Um lugar de beleza para os livros

Marta Morais da Costa

Espaços são fundamentais para a construção e entendimento de nossos afetos: a casa natal, a cidade de que gostamos, a serra que nos perturba, o rio que nos transporta  e ensina, o pedaço de terra que abriga e alimenta as plantas que nos encantam, a árvore bordada pelo céu azul e que acalenta um ninho de pássaros, o céu – com ou sem estrelas – aonde voa nossa imaginação para terras distantes e sonhos de verão. Até o banco de jardim na praça que testemunhou conversas e afetos é fundamental.

Os falantes de latim nos legaram o termo “situs”, uma palavra que apontava trilhas de sentido em três direções: “posição, local, situação”. E cá estamos nós hoje a aplicar o vocábulo herdado também em diferentes construções e produzindo significados diversos. Antes da invasão do inglês site, já convivíamoscom sítios múltiplos.

Sítios da infância, onde testemunhei a semeadura transformada no milagre da colheita, onde aprendi a ligação umbilical com a terra, útero inegociável dos camponeses. Onde o gado, que demoradamente se apraz em gastar seu dia, recolhe a seiva que encherá úberes e canecas em refeições compartilhadas e abençoadas. Sítios em que colhi, sem ter plantado nem cuidado, as uvas que até hoje perfumam minha lembrança. Sítios de roças simples e gente corajosa. Sítios de animais em comunhão com homens e mulheres atentos, mas também atenciosos. Sítios da infância livre em comunidades que se esforçavam em esconder mazelas e praticavam a convivência utilitária e solidária.
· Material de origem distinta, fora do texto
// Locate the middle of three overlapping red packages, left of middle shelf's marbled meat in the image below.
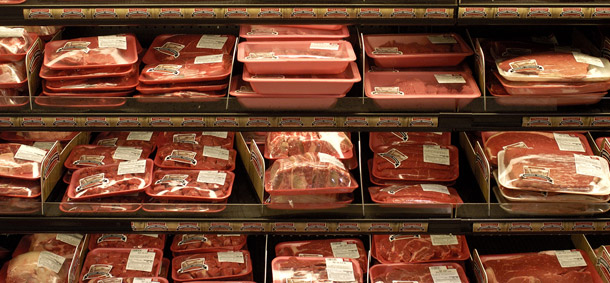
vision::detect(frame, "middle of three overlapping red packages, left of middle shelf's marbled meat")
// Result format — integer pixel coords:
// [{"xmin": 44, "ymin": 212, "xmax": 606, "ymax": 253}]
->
[{"xmin": 155, "ymin": 143, "xmax": 237, "ymax": 171}]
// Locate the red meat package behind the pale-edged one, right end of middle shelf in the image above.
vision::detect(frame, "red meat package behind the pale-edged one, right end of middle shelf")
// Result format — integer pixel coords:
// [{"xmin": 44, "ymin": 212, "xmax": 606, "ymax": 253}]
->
[{"xmin": 481, "ymin": 132, "xmax": 593, "ymax": 166}]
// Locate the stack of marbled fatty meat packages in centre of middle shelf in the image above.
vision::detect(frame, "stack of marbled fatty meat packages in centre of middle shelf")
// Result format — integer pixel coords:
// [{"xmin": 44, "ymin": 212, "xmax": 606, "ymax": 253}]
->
[{"xmin": 264, "ymin": 132, "xmax": 358, "ymax": 209}]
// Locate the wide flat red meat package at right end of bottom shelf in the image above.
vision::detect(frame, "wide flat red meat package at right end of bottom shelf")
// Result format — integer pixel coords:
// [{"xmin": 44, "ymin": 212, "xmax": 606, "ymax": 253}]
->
[{"xmin": 480, "ymin": 250, "xmax": 603, "ymax": 283}]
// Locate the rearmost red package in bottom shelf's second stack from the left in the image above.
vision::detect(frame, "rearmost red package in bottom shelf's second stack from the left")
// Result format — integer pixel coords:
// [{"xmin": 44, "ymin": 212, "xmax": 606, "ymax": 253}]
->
[{"xmin": 89, "ymin": 234, "xmax": 165, "ymax": 250}]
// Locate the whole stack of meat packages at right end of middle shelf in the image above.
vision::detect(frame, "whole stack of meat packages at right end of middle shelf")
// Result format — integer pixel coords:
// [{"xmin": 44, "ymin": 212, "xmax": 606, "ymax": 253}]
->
[{"xmin": 481, "ymin": 132, "xmax": 610, "ymax": 215}]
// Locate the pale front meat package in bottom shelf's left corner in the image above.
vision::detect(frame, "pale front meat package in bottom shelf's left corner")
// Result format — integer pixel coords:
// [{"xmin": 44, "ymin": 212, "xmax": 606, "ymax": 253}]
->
[{"xmin": 6, "ymin": 251, "xmax": 70, "ymax": 283}]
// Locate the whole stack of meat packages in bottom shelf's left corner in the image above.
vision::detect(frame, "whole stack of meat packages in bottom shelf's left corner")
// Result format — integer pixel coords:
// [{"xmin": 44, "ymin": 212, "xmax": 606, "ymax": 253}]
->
[{"xmin": 0, "ymin": 234, "xmax": 83, "ymax": 283}]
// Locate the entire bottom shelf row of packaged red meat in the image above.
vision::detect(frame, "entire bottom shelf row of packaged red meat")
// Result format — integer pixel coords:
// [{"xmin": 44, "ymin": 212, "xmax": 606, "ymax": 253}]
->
[{"xmin": 0, "ymin": 234, "xmax": 610, "ymax": 283}]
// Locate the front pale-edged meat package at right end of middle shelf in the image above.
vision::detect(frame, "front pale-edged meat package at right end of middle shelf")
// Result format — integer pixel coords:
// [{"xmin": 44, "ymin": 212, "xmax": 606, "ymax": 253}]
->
[{"xmin": 498, "ymin": 147, "xmax": 610, "ymax": 196}]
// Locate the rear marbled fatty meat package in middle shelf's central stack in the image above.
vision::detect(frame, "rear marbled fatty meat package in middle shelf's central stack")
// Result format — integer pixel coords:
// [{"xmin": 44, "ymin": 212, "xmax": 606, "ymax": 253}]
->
[{"xmin": 265, "ymin": 132, "xmax": 354, "ymax": 159}]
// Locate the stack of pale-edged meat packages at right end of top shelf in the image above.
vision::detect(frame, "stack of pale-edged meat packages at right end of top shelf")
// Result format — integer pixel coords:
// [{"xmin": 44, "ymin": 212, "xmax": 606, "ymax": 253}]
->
[{"xmin": 483, "ymin": 40, "xmax": 610, "ymax": 106}]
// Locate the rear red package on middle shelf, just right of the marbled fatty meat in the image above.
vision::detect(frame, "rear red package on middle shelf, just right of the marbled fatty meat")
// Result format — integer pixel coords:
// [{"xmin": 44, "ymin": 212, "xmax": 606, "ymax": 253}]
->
[{"xmin": 369, "ymin": 132, "xmax": 451, "ymax": 152}]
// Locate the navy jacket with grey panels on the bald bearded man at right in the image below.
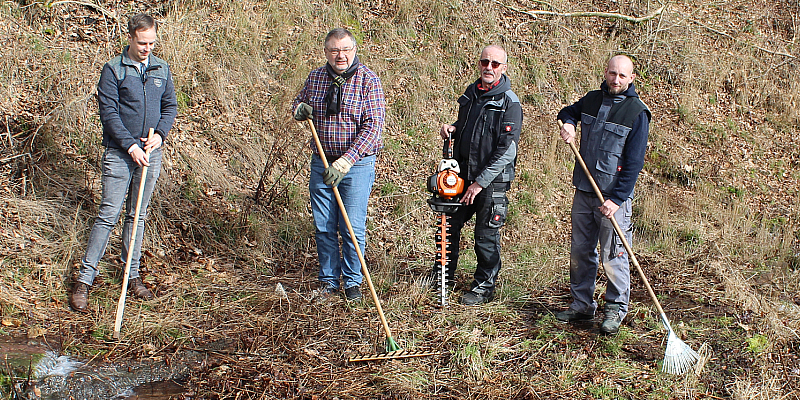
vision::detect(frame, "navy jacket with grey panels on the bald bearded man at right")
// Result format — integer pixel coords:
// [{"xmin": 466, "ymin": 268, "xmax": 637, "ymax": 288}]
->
[{"xmin": 558, "ymin": 82, "xmax": 651, "ymax": 205}]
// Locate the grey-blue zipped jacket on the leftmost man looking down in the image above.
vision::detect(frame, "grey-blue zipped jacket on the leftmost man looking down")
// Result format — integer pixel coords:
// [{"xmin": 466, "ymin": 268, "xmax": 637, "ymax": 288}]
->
[{"xmin": 97, "ymin": 46, "xmax": 178, "ymax": 151}]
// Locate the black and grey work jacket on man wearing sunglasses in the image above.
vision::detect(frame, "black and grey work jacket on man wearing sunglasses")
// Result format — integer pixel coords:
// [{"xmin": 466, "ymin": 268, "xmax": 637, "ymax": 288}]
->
[{"xmin": 453, "ymin": 75, "xmax": 522, "ymax": 189}]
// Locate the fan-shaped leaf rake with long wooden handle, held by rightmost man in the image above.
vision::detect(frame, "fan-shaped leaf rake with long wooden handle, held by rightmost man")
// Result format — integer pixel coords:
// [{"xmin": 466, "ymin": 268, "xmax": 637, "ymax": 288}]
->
[{"xmin": 558, "ymin": 121, "xmax": 700, "ymax": 375}]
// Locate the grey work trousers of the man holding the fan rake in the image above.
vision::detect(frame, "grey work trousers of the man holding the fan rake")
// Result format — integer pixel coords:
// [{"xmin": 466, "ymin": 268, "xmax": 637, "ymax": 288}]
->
[{"xmin": 569, "ymin": 190, "xmax": 633, "ymax": 318}]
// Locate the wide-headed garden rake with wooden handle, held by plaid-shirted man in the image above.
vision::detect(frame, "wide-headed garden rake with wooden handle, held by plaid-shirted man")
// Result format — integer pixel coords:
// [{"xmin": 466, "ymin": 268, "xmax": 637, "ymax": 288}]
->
[{"xmin": 308, "ymin": 118, "xmax": 439, "ymax": 362}]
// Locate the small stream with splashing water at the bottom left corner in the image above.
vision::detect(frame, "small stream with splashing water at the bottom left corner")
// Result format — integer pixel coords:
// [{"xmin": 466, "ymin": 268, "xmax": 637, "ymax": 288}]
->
[{"xmin": 0, "ymin": 337, "xmax": 200, "ymax": 400}]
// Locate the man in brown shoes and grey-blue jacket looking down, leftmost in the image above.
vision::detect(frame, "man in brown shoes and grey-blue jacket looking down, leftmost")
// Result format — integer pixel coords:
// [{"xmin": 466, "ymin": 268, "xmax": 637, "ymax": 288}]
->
[{"xmin": 69, "ymin": 14, "xmax": 178, "ymax": 312}]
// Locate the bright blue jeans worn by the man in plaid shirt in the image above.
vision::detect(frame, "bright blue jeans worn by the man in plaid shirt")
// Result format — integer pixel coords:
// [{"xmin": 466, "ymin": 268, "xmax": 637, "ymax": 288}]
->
[{"xmin": 308, "ymin": 154, "xmax": 375, "ymax": 289}]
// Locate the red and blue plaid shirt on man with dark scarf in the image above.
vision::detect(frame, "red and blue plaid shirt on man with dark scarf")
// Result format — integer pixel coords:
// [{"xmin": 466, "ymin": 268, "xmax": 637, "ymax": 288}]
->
[{"xmin": 292, "ymin": 64, "xmax": 386, "ymax": 164}]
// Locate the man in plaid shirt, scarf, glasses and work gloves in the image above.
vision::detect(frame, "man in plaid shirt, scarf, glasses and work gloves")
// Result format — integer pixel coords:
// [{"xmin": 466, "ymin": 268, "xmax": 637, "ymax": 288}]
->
[{"xmin": 292, "ymin": 28, "xmax": 386, "ymax": 300}]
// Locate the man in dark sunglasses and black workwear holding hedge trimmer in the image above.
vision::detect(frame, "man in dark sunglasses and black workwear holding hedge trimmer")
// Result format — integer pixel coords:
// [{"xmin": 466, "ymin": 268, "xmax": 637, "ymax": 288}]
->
[{"xmin": 434, "ymin": 45, "xmax": 522, "ymax": 305}]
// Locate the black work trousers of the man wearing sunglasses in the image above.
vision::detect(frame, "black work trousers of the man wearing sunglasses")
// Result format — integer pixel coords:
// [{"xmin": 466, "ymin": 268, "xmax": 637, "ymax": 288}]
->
[{"xmin": 438, "ymin": 183, "xmax": 509, "ymax": 295}]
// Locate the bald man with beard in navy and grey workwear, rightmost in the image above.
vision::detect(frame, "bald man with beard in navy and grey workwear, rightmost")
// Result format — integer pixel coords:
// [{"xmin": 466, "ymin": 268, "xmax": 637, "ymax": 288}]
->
[{"xmin": 556, "ymin": 55, "xmax": 651, "ymax": 334}]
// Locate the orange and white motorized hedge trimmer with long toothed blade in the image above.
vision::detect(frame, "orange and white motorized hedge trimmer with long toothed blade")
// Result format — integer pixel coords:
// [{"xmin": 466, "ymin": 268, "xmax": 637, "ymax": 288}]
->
[{"xmin": 428, "ymin": 135, "xmax": 464, "ymax": 307}]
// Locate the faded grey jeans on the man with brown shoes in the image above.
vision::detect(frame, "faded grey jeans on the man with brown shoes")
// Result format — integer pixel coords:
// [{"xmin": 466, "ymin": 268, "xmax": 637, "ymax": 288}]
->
[{"xmin": 78, "ymin": 147, "xmax": 162, "ymax": 286}]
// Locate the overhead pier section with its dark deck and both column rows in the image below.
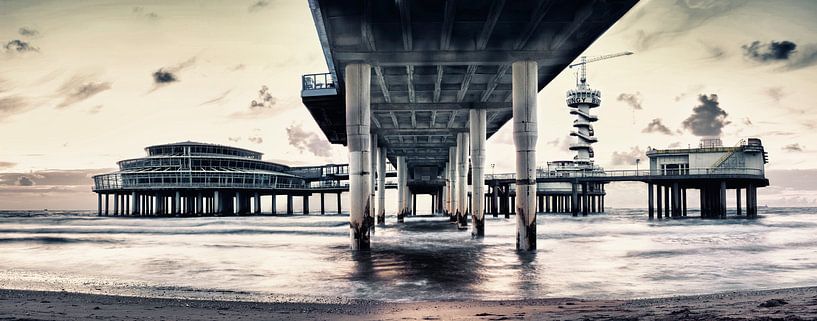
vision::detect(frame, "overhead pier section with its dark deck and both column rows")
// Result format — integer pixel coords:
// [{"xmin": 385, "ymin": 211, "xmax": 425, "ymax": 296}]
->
[{"xmin": 301, "ymin": 0, "xmax": 637, "ymax": 250}]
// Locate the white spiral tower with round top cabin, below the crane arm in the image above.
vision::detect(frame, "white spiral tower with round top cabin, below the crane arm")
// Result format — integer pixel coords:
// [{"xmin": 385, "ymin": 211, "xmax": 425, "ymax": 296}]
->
[{"xmin": 567, "ymin": 83, "xmax": 601, "ymax": 161}]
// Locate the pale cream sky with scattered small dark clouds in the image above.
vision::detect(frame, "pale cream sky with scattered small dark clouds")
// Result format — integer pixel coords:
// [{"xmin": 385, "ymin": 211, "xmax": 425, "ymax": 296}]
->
[{"xmin": 0, "ymin": 0, "xmax": 817, "ymax": 209}]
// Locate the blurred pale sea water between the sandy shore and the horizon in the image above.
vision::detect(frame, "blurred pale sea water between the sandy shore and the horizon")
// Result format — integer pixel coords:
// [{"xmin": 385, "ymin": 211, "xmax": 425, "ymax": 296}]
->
[{"xmin": 0, "ymin": 208, "xmax": 817, "ymax": 301}]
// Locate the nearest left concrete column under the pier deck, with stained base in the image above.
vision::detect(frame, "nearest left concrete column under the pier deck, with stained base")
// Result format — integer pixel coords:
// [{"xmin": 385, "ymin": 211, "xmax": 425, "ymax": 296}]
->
[{"xmin": 345, "ymin": 63, "xmax": 372, "ymax": 250}]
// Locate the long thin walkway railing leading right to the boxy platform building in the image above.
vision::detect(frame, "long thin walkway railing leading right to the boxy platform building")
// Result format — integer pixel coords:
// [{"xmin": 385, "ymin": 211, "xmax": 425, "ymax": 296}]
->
[{"xmin": 485, "ymin": 167, "xmax": 763, "ymax": 180}]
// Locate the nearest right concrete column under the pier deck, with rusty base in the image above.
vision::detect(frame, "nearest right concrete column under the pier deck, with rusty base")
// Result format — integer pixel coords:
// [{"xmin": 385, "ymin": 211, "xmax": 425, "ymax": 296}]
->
[{"xmin": 512, "ymin": 61, "xmax": 539, "ymax": 250}]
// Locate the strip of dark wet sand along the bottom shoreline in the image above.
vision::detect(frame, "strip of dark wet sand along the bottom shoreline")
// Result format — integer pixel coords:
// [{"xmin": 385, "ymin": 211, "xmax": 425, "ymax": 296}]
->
[{"xmin": 0, "ymin": 287, "xmax": 817, "ymax": 320}]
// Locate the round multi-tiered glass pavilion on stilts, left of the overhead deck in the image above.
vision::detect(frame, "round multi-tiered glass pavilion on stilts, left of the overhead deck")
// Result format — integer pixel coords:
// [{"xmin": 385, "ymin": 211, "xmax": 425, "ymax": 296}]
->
[{"xmin": 93, "ymin": 142, "xmax": 397, "ymax": 216}]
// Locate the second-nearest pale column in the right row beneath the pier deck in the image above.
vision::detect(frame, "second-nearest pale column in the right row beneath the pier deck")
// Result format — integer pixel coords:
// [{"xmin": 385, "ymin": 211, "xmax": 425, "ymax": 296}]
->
[{"xmin": 469, "ymin": 109, "xmax": 487, "ymax": 237}]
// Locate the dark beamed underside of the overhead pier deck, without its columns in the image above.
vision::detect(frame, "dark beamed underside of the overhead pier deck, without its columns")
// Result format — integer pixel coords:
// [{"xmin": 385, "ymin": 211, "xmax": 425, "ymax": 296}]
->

Sítios arqueológicos que a vida foi multiplicando em mapas, viagens e olhares. Lugares de arte, de meditação, de leis e reis, de oração e de outras convivências, transformados em passagem de turistas apressados em busca de emoções passageiras e ohs e ahs rapidamente esquecidos, principalmente quando não foram registrados em telas e papel glossy.

Existe um sítio, porém, amálgama de todos esses aí acima, que me perturba, atravessa, comove e desentranha. É o espaço, o lugar, o ambiente, a posição, a situação: o sítio pleno. Espaço, cenário, alimento, anseio e dúvida: é a biblioteca. Local em que o turismo é exceção, em que o pensamento é alicerce, em que a leitura é o cultivo e a cultura. Ambiente de convivência igualitária entre vivos e já desaparecidos. Pessoas que abandonaram na Terra carne e ossos, mas legaram livros que são a presença pensante delas à espera de ressurreição pelos leitores.

Quando uma biblioteca manifesta em pedra, cores e formas a beleza e a maravilha que é um sítio que abriga livros, não tem como fixar os olhos até lacrimejarem, desejar voluptuosamente tocar os livros, os armários, as escadas para que o tato absorva, também ele, essas presenças pensantes.

Na história viciante de um leitor assíduo e amoroso, não há sítio mais lindo do que uma biblioteca. Não há.

Rossana Uba, a Mensageira, acaba de visitar uma delas. a Biblioteca do Mosteiro dos Monges Beneditinos de Admont, na Áustria e tornou meu dia mais belo, mais reconfortante, mais esperançoso. Espero que o mesmo aconteça com meus leitores, pois vou repassar uma das fotos que recebi em mensagem de amizade.

Que a semana tenha para nós a beleza deste sítio de livros: arte, sol e uma história pulsante.